Researchers have come out with various methods for using electrospun fibers as injectable material. Electrospun fibres are usually incorporated into hydrogel or paste for use as an injectable scaffold. The fibres may be chopped into short fibres or used as it is for mixing. The use of chopped fibres instead of as-spun membrane can be easily understood to preserve good flow of the injectable material. Although individual electrospun fiber is highly malleable due to its high aspect ratio, entanglement of the fibres in its membrane form turns it into a rigid structure. There are several ways of converting the as-spun fibres into short strands. The most basic method involves physically cutting the fibres [Jiang et al 2013] or grinding them. Other methods such as chemical cleaving of the molecular bonds [Kim et al 2008] have also been used.

Instead of individual short strand fibres, the electrospun membrane may also be chopped into small pieces or flakes for mixing into hydrogel or binding agents. This has been demonstrated in the construction of 3D scaffold but it can also be easily used in injectable scaffold. Such form is easier to obtain consistently compared to short strand fibres. Bao et al (2011) cut out electrospun poly(D,L-lactide-co-glycolide) (PLGA) membrane into small pieces measuring 3 mm by 3 mm. These small pieces of fibrous membrane were mixed with calcium phosphate cement (CPC) powder and chitosan lactate to form an injectable paste. For the fiber filled paste to be injectable through a 10-gauge needle, the fiber volume fractions cannot exceed 10%. hUCMSC cultured on CPC scaffold containing 10% fibers showed increased ALP, OC, collagen expression and mineralization compared to pure CPC.

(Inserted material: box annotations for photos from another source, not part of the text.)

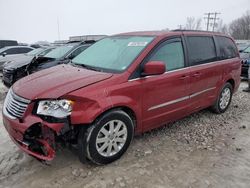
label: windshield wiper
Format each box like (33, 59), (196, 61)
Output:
(70, 61), (102, 72)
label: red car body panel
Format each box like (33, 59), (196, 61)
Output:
(0, 32), (241, 160)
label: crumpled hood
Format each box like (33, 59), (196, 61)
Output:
(13, 65), (112, 100)
(240, 53), (250, 59)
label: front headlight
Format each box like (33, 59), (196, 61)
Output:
(37, 99), (74, 118)
(3, 61), (11, 67)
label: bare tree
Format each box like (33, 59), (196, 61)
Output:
(216, 19), (229, 34)
(229, 11), (250, 40)
(185, 17), (201, 30)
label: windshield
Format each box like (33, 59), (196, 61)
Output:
(72, 36), (154, 72)
(44, 45), (74, 59)
(243, 46), (250, 53)
(0, 47), (8, 53)
(27, 48), (44, 56)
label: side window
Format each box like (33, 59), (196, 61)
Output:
(5, 48), (18, 54)
(187, 36), (217, 66)
(216, 36), (237, 60)
(69, 46), (88, 59)
(148, 39), (185, 71)
(18, 48), (32, 53)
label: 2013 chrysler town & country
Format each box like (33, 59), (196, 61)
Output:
(3, 31), (241, 164)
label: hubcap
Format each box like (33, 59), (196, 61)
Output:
(220, 88), (231, 110)
(96, 120), (128, 157)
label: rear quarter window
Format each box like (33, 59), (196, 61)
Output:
(186, 36), (217, 66)
(216, 36), (238, 60)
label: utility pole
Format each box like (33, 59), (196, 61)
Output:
(57, 18), (60, 40)
(178, 24), (183, 30)
(204, 12), (220, 31)
(204, 12), (212, 31)
(213, 12), (220, 31)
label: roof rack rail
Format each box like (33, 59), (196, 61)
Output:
(69, 35), (107, 43)
(171, 29), (219, 33)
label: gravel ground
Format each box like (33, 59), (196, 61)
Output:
(0, 83), (250, 188)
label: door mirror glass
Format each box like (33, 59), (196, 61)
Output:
(142, 61), (166, 76)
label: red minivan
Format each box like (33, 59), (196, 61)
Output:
(3, 30), (241, 164)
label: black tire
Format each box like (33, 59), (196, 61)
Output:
(212, 82), (233, 114)
(78, 110), (134, 165)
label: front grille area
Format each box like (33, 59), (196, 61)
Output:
(4, 89), (30, 119)
(3, 69), (14, 80)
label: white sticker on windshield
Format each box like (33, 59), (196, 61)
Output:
(128, 42), (148, 46)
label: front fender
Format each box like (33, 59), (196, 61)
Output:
(68, 96), (141, 131)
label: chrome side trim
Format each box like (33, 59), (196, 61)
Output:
(148, 96), (189, 111)
(189, 87), (216, 98)
(128, 57), (239, 82)
(148, 87), (216, 111)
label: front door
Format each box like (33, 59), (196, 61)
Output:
(185, 36), (223, 113)
(142, 37), (190, 131)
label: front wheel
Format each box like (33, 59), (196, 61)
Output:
(212, 82), (233, 114)
(78, 110), (134, 164)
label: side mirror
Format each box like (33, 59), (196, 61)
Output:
(142, 61), (166, 76)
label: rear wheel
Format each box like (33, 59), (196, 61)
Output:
(78, 110), (134, 164)
(212, 82), (233, 114)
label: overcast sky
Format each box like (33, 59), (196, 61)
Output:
(0, 0), (250, 43)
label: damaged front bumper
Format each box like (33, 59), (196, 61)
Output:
(3, 110), (64, 161)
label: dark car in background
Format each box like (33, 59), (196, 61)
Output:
(0, 47), (55, 72)
(0, 40), (18, 48)
(0, 46), (34, 57)
(240, 45), (250, 79)
(3, 47), (55, 87)
(3, 41), (95, 87)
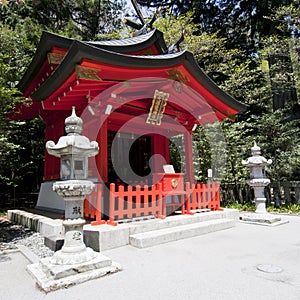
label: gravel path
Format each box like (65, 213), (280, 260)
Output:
(0, 217), (54, 258)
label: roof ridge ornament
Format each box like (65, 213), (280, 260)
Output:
(123, 0), (162, 37)
(168, 28), (188, 53)
(65, 106), (83, 135)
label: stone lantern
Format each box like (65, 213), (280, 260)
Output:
(28, 107), (121, 291)
(241, 142), (281, 224)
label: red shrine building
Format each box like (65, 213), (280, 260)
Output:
(16, 29), (246, 219)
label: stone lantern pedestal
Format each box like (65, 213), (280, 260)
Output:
(240, 143), (286, 225)
(27, 108), (121, 292)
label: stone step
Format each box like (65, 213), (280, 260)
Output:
(130, 209), (239, 235)
(129, 219), (235, 248)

Electrospun scaffold may also be used directly for mixing with hydrogel without chopping into small pieces or short strands. The key challenge is to achieve an electrospun fiber form that is able to flow through a small diameter. This typically uses low volume of fibres in the mixture so that there are fewer entanglements between fibres during mixing and injection. Post-electrospinning process such as ultra-sonication has been successfully used to open up electrospun fiber scaffold volume. This will facilitate mixing with hydrogel. Baylan et al (2013) used just 6 w/v% PCL nanofibers in collagen solution and this small addition is sufficient to significantly reduce scaffold shrinkage and induce favourable cell response.

It is possible to construct injectable electrospun fibers membranes without the additional step of mixing the membrane with hydrogel. Amagat et al (2023) demonstrated this by electrospinning a core-shell fiber with a hydrogel shell. Since hydrogel is generally mechanically weak, the core-shell fiber structure was used to introduce a stronger material to strengthen the resultant fiber. For most injectable electrospun membranes, a hydrogel was used to encapsulate the fibers. Therefore, in this core-shell fiber, the stronger poly(lactide-co-ε-caprolactone) (PLCL) was used as the core material and methacrylated gelatin (GelMA)/alginate hydrogel was the shell. Any other active ingredients were added to the shell material. The membrane with triangle and square-shaped mesh sized 0.72 or 1 cm², respectively, was shown to support injection through inhalation and injection steps connected to a glass tube (inner diameter 0.9 mm). Similarly, the membrane can be ejected and inhalated back into a 20 G needle.